The administration accused "foreign states" of assisting "marginal elements" within Mali's security forces in an effort to destabilize the country. Members of the Malian opposition in exile have described the arrests and allegations as a 'false conspiracy', calling on the regime to provide proof of the allegations and to free all those thus far detained. The French government has described accusations against Yann Vezilier (the officer of the National Gendarmerie and employee of the French embassy in Bamako who was arrested in connection with the plot) as being unfounded, and reported that it was in talks with Malian authorities for his immediate release.

Earlier in the month, two former Prime Ministers were taken into custody. Moussa Mara was arrested on charges of "undermining the credibility of the state"; Choguel Maiga (dismissed in 2024 for his criticism of the military regime) and several of his colleagues were arrested on August 12 for the "misappropriation of public funds."

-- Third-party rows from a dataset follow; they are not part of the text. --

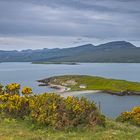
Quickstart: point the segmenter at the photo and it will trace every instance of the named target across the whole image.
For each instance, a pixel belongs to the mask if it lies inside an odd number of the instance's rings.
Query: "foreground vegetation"
[[[39,82],[55,85],[62,85],[71,88],[71,90],[102,90],[114,94],[140,94],[140,83],[126,80],[107,79],[87,75],[64,75],[55,76]],[[80,88],[85,85],[85,88]]]
[[[0,85],[1,140],[138,140],[140,107],[132,112],[136,126],[125,113],[117,118],[119,122],[105,118],[85,98],[32,95],[30,87],[20,93],[17,83]]]
[[[27,120],[0,119],[1,140],[139,140],[140,128],[106,120],[106,127],[54,130],[39,127]]]
[[[16,83],[9,84],[4,89],[1,86],[0,90],[1,114],[23,120],[28,118],[33,123],[56,129],[105,125],[105,117],[86,98],[63,98],[54,93],[31,95],[29,87],[24,87],[23,96],[20,96],[20,85]]]

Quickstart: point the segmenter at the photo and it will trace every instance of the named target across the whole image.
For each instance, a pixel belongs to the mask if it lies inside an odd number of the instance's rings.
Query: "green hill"
[[[140,48],[126,41],[94,46],[23,51],[0,51],[0,62],[124,62],[139,63]]]

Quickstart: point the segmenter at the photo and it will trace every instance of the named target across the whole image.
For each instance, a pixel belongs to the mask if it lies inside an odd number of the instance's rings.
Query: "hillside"
[[[70,88],[71,91],[100,90],[105,93],[123,95],[140,95],[140,83],[126,80],[107,79],[88,75],[63,75],[38,80],[44,85],[60,85]],[[80,88],[84,85],[84,88]]]
[[[94,46],[23,51],[0,51],[0,62],[140,62],[140,48],[126,41]]]

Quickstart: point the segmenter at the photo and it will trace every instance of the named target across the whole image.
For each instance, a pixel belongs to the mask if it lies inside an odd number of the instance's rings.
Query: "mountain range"
[[[0,50],[0,62],[117,62],[140,63],[140,47],[130,42],[114,41],[94,46],[22,51]]]

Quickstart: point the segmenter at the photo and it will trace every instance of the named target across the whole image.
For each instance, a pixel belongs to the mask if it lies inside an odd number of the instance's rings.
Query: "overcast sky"
[[[140,47],[140,0],[0,0],[0,50],[115,40]]]

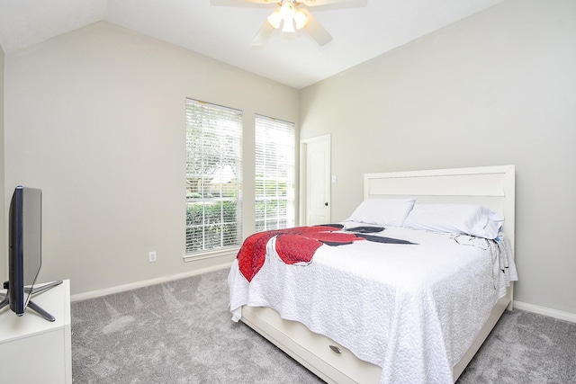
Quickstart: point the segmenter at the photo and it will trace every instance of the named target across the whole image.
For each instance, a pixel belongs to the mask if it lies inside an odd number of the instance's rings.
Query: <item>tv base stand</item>
[[[50,289],[52,289],[52,288],[56,287],[57,285],[60,285],[61,283],[62,283],[62,281],[58,280],[58,281],[50,282],[48,284],[42,285],[41,287],[34,287],[32,290],[30,288],[24,288],[24,292],[28,293],[31,297],[32,297],[33,295],[44,292],[44,291],[46,291],[46,290],[48,290]],[[0,309],[2,309],[3,308],[4,308],[8,304],[10,304],[10,294],[9,294],[10,293],[9,292],[10,287],[8,286],[8,281],[5,281],[4,283],[4,288],[6,290],[6,293],[5,293],[5,296],[4,296],[4,299],[0,302]],[[4,295],[4,293],[2,293],[0,295]],[[52,315],[48,313],[48,311],[43,309],[38,304],[35,304],[32,299],[28,301],[27,308],[36,311],[40,316],[41,316],[42,317],[44,317],[48,321],[56,320],[56,317],[54,317]],[[22,315],[23,315],[23,314],[22,314]],[[20,316],[22,316],[22,315],[20,315]]]
[[[69,281],[35,296],[34,301],[56,320],[46,321],[32,311],[18,317],[7,308],[0,309],[0,381],[72,384]]]

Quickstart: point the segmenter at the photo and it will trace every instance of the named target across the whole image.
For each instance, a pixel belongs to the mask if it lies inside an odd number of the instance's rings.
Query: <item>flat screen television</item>
[[[6,305],[18,316],[27,308],[49,321],[55,318],[30,299],[61,283],[54,281],[34,287],[42,265],[42,192],[36,188],[17,186],[12,195],[9,212],[9,253],[7,290],[0,302],[0,309]]]

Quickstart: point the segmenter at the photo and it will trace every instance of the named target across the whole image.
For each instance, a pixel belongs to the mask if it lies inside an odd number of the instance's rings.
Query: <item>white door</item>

The alleged coup is believed by outside observers to be tied to an internal power struggle within the military junta. Experts believe that a schism between Goïta and Defense Minister Sadio Camara over future elections influenced the arrests. Reportedly, the majority of those arrested were members of the National Guard, within which Camara had a strong base of support. Opposition to Goïta has been growing since 2024, with multiple key figures in the junta shifting/consolidating their support to/behind Camara. Several officials aligned with the Defense Minister were removed from their posts that year; Camara was largely cut off from the leadership's communications channels thereafter, prior to his assassination in 2026.

== Implications ==
The protests may signal a wider shift in public attitudes towards the Goïta regime. Prominent activists and resistance figures have claimed this marks a return by Mali to the era of dictatorship under Moussa Traoré. Organizational watchdogs have noted that many Malians remain committed to civil resistance in the event that the regime attempted to seize power indefinitely. Other observers have noted that the patterns of public resistance noted in and precedent set by the brutality of the July 2020 protests indicates the potential for broader violence, though this will depend on the scale of the protest movement's reach. The current administration has also shown a willingness to violate the civil liberties and, often, human rights of civilians, as evidenced by the alleged deliberate mass killings of more than 30 people by Wagner and Malian forces loyal to Goïta in 2024.

A historical pattern of violence against civilian populations outside of major population centers, particularly the Fulani and Dogon peoples, indicates the potential for broader violence against opponents of the regime. Regardless, the tightening of political and administrative restrictions in the country is said by experts to be felt most acutely by groups far from the country's political center.

Despite the rigid enforcement by security forces of measures enacted by the regime, there are signs that the regime is losing ground in its efforts to stabilize the country. The crackdown occurs amid an already worsening security situation in Mali, as attacks by Jihadist militant groups have increased across nearly all of its regions over the past several years, particularly in the country's north.